Hinkley Point anti-nuclear protest held over power price deal

Green Party protest at Hinkley Point April 10 2014
Image caption Anti-nuclear protesters claim the power price deal is against EU rules

A protest has been held by the Green Party outside Hinkley Point power station over claims the government has broken EU subsidy rules.

Last year the government gave planning consent for a new nuclear power plant to be built in Somerset.

Green Party MP Caroline Lucas said: "This is essentially an inappropriate use of state aid."

This week the European Commission began assessing the power price deal made between the government and EDF Energy.

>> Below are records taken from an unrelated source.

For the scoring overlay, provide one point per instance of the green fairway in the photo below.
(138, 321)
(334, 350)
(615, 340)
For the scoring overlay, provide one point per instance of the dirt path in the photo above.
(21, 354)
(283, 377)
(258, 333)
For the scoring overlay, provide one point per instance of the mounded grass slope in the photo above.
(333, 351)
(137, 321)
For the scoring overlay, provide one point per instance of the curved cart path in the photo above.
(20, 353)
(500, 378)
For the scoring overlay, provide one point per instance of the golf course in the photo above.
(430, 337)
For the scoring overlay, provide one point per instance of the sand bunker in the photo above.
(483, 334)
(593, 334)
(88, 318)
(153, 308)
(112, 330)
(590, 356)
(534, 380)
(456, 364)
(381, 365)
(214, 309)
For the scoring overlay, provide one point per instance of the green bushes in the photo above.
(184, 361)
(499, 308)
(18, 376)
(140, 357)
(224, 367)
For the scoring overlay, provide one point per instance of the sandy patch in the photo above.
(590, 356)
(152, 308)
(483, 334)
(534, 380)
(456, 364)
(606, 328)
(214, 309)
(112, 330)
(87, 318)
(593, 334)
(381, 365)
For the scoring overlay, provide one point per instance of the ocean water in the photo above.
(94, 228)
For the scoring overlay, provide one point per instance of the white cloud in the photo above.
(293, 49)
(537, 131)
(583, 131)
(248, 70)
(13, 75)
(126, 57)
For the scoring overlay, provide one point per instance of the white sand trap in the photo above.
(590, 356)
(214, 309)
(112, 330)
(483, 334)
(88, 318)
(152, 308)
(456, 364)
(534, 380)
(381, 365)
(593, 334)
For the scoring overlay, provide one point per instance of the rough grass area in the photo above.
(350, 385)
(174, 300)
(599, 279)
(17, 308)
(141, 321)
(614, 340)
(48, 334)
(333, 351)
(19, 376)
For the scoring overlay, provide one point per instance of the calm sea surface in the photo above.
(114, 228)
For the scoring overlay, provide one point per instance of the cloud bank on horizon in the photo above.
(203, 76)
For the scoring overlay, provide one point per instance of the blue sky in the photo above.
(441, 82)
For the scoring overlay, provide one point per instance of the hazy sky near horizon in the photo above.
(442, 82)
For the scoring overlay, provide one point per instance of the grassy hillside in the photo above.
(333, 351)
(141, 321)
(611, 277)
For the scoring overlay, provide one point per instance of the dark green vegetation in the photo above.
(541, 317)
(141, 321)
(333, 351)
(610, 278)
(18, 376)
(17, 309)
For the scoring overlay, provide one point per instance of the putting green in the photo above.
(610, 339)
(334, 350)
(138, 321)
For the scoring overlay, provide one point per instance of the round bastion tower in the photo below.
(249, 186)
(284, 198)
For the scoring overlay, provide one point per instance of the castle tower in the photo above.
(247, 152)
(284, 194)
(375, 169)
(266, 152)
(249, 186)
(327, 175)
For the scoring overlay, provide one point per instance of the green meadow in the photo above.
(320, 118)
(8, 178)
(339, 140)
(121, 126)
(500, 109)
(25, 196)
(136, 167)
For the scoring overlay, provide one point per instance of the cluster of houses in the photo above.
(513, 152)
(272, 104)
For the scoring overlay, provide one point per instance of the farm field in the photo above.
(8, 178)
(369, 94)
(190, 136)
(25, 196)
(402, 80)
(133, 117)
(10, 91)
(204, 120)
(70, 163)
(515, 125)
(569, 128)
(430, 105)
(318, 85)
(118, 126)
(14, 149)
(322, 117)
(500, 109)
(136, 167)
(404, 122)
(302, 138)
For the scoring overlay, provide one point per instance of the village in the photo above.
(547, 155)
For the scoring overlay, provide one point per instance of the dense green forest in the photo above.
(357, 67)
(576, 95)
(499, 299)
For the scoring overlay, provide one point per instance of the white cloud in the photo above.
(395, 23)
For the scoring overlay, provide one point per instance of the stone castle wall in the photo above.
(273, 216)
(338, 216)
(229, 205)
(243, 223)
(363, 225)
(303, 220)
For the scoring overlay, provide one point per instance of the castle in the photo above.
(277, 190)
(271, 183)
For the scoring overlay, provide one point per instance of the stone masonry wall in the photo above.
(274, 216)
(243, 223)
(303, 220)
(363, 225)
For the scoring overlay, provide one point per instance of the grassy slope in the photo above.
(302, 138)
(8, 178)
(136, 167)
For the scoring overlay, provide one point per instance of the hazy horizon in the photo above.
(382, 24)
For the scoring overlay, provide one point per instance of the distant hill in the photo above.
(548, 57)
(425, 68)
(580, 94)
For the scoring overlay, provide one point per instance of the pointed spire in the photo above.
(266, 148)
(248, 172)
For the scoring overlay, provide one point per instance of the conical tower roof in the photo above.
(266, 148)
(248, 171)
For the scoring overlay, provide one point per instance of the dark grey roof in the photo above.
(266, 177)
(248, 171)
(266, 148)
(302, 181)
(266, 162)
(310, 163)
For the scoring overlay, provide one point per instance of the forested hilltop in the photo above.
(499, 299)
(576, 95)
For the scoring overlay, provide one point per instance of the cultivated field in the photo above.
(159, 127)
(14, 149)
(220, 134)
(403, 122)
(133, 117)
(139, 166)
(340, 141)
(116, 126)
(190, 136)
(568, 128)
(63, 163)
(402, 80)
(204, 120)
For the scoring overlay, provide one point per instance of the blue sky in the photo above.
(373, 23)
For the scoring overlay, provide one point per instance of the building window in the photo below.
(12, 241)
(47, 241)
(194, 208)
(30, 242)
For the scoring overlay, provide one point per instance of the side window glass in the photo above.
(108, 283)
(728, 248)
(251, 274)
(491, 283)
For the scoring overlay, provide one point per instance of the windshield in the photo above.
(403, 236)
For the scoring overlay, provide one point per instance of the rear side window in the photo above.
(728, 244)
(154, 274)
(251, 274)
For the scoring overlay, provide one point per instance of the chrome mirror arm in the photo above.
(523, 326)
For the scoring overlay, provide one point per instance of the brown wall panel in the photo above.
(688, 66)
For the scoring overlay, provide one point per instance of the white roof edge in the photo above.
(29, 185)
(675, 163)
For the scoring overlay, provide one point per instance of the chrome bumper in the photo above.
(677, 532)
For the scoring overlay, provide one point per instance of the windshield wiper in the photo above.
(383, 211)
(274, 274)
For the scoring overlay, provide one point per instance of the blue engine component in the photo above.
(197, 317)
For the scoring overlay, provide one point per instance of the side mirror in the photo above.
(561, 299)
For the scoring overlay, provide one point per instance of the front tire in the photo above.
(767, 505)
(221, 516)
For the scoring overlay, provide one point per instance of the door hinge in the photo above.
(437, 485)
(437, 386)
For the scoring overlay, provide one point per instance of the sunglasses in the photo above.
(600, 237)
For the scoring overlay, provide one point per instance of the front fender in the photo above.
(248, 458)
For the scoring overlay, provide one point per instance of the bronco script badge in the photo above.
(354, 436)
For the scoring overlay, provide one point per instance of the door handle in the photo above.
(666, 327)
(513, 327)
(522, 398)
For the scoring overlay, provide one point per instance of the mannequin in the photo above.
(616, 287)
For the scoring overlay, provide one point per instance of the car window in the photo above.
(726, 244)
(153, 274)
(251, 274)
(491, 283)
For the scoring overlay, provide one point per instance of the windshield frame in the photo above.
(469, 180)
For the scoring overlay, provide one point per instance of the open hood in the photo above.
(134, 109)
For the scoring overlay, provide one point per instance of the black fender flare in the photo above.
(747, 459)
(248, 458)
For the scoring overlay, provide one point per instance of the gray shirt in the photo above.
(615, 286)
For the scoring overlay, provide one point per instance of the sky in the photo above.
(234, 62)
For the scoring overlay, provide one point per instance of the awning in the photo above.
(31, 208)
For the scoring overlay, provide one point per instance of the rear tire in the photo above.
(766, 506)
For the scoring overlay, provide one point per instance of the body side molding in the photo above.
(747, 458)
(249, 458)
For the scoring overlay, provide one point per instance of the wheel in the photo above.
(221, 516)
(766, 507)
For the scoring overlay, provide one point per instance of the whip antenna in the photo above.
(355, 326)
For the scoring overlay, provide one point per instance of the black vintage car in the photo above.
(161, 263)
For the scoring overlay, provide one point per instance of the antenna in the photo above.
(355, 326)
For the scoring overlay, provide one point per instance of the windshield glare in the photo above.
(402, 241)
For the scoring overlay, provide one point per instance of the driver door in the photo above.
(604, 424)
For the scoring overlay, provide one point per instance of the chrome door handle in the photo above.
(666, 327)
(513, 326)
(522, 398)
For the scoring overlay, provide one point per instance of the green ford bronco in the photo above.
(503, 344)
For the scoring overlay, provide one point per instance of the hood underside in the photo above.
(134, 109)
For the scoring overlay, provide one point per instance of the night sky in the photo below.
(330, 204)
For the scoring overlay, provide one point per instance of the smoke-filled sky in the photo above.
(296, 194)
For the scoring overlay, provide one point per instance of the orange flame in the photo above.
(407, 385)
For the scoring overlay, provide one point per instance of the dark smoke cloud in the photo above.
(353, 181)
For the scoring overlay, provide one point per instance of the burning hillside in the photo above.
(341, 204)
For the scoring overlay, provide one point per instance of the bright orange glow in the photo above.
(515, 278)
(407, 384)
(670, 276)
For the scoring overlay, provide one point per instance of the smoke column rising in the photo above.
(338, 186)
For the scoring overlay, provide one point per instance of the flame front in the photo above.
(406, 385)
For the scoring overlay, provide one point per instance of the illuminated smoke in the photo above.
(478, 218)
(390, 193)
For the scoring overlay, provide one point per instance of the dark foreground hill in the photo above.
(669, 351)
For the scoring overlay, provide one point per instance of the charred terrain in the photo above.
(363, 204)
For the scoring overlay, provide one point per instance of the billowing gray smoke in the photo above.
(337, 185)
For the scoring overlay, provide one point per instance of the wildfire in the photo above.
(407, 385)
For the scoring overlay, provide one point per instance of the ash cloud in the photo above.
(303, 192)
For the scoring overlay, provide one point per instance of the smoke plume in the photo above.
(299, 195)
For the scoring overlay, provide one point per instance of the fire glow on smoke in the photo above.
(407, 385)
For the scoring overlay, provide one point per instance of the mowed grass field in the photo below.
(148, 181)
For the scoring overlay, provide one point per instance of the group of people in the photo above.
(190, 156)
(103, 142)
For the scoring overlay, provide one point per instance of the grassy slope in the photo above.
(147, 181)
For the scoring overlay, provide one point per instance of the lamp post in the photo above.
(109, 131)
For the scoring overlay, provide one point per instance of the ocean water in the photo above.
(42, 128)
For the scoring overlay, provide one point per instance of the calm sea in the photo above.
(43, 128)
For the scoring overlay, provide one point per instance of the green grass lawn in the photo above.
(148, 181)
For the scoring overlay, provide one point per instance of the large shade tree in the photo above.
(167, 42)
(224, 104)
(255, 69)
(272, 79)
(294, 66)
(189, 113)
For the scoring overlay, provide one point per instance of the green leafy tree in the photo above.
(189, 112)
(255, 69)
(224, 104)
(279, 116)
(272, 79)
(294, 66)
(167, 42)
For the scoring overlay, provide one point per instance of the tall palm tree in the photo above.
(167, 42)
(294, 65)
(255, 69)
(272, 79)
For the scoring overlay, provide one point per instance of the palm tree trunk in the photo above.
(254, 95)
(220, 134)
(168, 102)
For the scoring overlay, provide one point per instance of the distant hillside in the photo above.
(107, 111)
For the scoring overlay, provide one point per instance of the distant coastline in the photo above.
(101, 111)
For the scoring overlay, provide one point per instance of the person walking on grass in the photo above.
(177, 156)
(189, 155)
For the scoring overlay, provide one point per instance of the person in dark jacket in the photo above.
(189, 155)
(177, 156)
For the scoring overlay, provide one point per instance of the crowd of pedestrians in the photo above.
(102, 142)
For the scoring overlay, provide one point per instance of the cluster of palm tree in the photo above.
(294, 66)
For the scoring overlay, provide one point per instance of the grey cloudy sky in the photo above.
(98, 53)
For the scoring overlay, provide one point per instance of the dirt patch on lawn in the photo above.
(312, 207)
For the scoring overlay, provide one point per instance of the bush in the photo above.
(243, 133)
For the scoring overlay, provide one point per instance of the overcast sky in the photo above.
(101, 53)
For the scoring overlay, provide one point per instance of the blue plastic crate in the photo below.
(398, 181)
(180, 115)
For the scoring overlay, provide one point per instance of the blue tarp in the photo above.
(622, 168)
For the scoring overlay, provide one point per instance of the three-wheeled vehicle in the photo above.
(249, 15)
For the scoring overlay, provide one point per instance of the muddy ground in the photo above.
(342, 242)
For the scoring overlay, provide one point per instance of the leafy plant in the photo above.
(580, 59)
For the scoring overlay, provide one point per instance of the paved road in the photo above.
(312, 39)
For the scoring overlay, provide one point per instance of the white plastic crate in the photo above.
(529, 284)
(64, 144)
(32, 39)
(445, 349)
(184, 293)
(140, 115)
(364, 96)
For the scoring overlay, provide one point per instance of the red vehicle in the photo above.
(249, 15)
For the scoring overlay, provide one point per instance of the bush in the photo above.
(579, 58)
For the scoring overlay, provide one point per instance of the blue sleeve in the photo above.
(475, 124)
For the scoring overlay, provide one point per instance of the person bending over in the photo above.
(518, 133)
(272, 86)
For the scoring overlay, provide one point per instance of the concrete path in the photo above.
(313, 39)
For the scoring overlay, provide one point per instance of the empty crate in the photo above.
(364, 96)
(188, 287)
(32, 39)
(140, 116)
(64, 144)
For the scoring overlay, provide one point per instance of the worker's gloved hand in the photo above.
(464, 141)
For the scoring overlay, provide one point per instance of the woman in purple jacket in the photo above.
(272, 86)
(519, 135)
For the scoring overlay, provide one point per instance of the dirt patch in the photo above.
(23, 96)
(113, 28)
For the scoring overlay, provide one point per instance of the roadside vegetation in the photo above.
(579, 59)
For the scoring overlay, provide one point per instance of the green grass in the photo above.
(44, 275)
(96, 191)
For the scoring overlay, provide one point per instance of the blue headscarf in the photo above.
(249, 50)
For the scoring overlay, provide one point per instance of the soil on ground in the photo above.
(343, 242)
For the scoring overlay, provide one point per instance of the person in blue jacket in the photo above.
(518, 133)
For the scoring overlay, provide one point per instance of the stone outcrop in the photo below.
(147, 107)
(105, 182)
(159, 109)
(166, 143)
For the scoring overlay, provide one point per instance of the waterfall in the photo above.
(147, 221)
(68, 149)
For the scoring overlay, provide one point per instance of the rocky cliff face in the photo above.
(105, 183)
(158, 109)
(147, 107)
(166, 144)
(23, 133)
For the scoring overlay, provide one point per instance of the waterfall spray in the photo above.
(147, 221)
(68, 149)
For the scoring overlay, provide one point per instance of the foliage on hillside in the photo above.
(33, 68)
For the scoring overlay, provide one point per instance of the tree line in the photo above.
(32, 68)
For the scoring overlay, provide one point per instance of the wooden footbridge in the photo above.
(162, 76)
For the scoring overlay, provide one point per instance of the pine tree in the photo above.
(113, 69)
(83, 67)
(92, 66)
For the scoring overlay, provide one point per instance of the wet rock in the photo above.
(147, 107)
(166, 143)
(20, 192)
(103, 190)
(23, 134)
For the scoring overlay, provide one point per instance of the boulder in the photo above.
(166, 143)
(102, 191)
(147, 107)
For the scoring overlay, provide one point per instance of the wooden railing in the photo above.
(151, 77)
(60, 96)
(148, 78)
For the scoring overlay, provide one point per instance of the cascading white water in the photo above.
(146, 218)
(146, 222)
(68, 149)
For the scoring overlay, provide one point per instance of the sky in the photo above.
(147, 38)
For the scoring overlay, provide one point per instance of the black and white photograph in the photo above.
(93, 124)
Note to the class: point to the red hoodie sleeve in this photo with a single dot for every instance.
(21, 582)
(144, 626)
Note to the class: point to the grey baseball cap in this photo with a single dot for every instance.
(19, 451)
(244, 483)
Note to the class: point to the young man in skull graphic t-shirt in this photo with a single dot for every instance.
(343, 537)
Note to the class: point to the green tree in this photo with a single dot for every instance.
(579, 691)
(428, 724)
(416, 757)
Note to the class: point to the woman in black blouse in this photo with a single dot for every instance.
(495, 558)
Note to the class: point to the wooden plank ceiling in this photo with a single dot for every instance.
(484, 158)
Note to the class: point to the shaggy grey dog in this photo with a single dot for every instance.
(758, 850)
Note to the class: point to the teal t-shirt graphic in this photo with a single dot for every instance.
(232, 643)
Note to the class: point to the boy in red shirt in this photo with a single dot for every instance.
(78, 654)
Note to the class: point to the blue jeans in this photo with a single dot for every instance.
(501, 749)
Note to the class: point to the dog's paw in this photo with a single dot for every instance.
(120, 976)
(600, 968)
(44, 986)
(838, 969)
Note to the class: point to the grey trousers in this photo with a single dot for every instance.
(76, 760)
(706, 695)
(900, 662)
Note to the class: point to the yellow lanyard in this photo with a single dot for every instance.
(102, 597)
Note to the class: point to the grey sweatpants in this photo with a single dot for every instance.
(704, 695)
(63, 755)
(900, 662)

Energy Secretary Ed Davey said the government has examined the plans closely and it will mean a good deal for consumers.

'Massive public subsidy'

The power price deal is how much the government will pay for the electricity generated from the new plant.

Ms Lucas added: "The government came to power saying they would only promote nuclear if it could be done with no public subsidy and yet it is perfectly clear there is a massive public subsidy going into new nuclear if it happens here at Hinkley."

Some 100 protesters took part in the demonstration earlier.

Developers EDF Energy will restart its preparatory works in May after work was "on pause" since last April.

The works will include putting in drainage and building roads and roundabouts to ease the flow of traffic onto the site.

EDF Spokesman David Eccles said: "Work will ramp up in May and the main activity won't begin until the autumn assuming everything goes well."

Legal hold-up

The European Commission announced it would investigate the subsidised power price deal and whether it had breached EU competition rules in December.

Mr Eccles said: "This is a matter between the government and the European Commission of course - a decision is likely to be made by October, that's what we're planning towards and hoping towards.

"All the indications thus far are positive. For example the consultation period was only a month and all the reports have been received and we understand the officials are now going through those submissions."

Another hold-up is a legal challenge by the Irish National Trust.

An Taisce said EU directives meant that being in a neighbouring country Irish people should have been consulted about the environmental risks.

Three judges will hear the judicial review in the Court of Appeal in July.